Es reicht mir!

Die zweite Debatte ist vorbei und Clinton konnte ihre Führung im Wahlkampf ausbauen. Nicht in erster Linie aufgrund der Debatte selbst; ein am Wochenende an die Presse lanciertes Video hatte Trump als Chauvinisten mit extrem sexistischen Bemerkungen gezeigt. Als Reaktion haben viele Republikaner, darunter auch einige hochrangige Senatoren,  ihre Unterstützung für Trump zurückgezogen. Von vielen Seiten wurde Trump gar zur Aufgabe seiner Kandidatur gedrängt, damit die Republikanische Partei mit einem anderen Kandidaten ins Rennen gehen könne. Einmalig in der Geschichte der USA! Trump hat aber schnell klar gemacht, er wird so schnell nicht aufgeben und in der Debatte von Sonntag auf Montag hat er dann auch in seiner Stammwählerschaft punkten können. Aggressiv und in bekannter Manier, mit unzähligen Vorwürfen, Drohungen und Lügen hat er versucht Hillary Clinton in die Defensive zu drängen. Und weil Clinton nicht andauernd zurückgeschossen hat, sehen einige Experten auch einen Patt in der gestrigen Debatte. Unglaublich, wie die Bewertung doch die Erwartungshaltung beeinflusst! Politik ist zur Unterhaltung mutiert, Darstellung geht über Inhalte.  In der Gunst  moderater Wähler und bei Frauen dürfte Trump allerdings weiter gesunken sein. Clinton hat das gemacht, was im Kontext der Debatte genau richtig war: sie hat sich nicht provozieren lassen und ist ruhig und defensiv geblieben. Viele kritisierten sie dafür, sie haben nicht den letzten Hieb gegen Trump gesetzt. Nun gut! Auch die Experten scheinen sich inzwischen an einen Debattenkultur à la Trump gewöhnt zu haben. Wer nicht wild um sich schlägt, der gilt wohl als schwach.

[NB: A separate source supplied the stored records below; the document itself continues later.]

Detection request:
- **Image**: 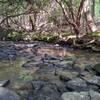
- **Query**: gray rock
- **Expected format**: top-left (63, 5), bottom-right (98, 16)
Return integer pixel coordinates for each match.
top-left (66, 78), bottom-right (89, 91)
top-left (87, 76), bottom-right (100, 86)
top-left (55, 69), bottom-right (79, 81)
top-left (0, 80), bottom-right (10, 87)
top-left (31, 80), bottom-right (46, 90)
top-left (0, 87), bottom-right (20, 100)
top-left (29, 81), bottom-right (61, 100)
top-left (61, 92), bottom-right (90, 100)
top-left (93, 63), bottom-right (100, 74)
top-left (61, 90), bottom-right (100, 100)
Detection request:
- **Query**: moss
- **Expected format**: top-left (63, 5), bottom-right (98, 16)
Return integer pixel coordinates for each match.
top-left (87, 32), bottom-right (100, 37)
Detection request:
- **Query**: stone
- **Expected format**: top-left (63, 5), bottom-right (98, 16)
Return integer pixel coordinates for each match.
top-left (55, 69), bottom-right (79, 81)
top-left (29, 80), bottom-right (61, 100)
top-left (61, 92), bottom-right (90, 100)
top-left (0, 87), bottom-right (20, 100)
top-left (66, 78), bottom-right (89, 92)
top-left (86, 75), bottom-right (100, 86)
top-left (93, 63), bottom-right (100, 74)
top-left (61, 90), bottom-right (100, 100)
top-left (31, 80), bottom-right (46, 90)
top-left (0, 80), bottom-right (10, 87)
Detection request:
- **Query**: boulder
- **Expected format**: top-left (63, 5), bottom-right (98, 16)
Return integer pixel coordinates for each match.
top-left (0, 87), bottom-right (20, 100)
top-left (66, 78), bottom-right (89, 91)
top-left (61, 90), bottom-right (100, 100)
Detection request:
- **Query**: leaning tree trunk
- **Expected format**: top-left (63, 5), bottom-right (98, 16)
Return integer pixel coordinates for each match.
top-left (83, 0), bottom-right (97, 32)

Eigentlich gab es letzte Nacht mehr Verlierer als Gewinner. Verlierer Nummer eins: die Debattenkultur in den USA . Es geht nicht mehr im Ansatz um Inhalte, jeder bewirft den anderen mit Dreck und die Zuschauer johlen! Der zweite Verlierer: Die Wahrheit! Zwar haben Fakten-Checker momentan Konjunktur, aber was bringt es: 70 Prozent der Aussagen von Trump waren gestern wohl wieder gelogen, aber das juckt niemanden, schon gar nicht die Trump Anhänger. Verlierer Nummer drei: die Wähler: sie bekommen in der Wahl keine Programme geboten, auf deren Grundlage sie eine Wahlentscheidung treffen können. Trump ist keine Option für das Weiße Haus, das sollte inzwischen jedem klar sein. Bleibt nur Hillary Clinton! Kein Wunder, dass sich so viele, gerade junge Wähler mit der Mobilisierung schwer tun. Mit Clinton bekommt man das Establishment, das von vielen so gehasst wird. Die Alternative kann aber nicht Trump sein.  Wer in den USA gesellschaftlichen und politischen Wandel will, muss ich politisch engagieren. Innerhalb der Demokratische Partei gibt es einige hoffnungsvolle Kandidaten, die für einen solchen Kurs stehen. Genannt sei nur Elisabeth Warren. Die Republikaner hingegen stehen vor einem großem Scherbenhaufen. Sie werden nicht nur die Präsidentschaftswahlen im November verlieren, auch die Aussichten bei den Kongressahlen verdüstern sich mit den Trump-Eskapaden. Sollten sie beide Kammern an die Demokraten verlieren, müsste sich die Partei neu erfinden!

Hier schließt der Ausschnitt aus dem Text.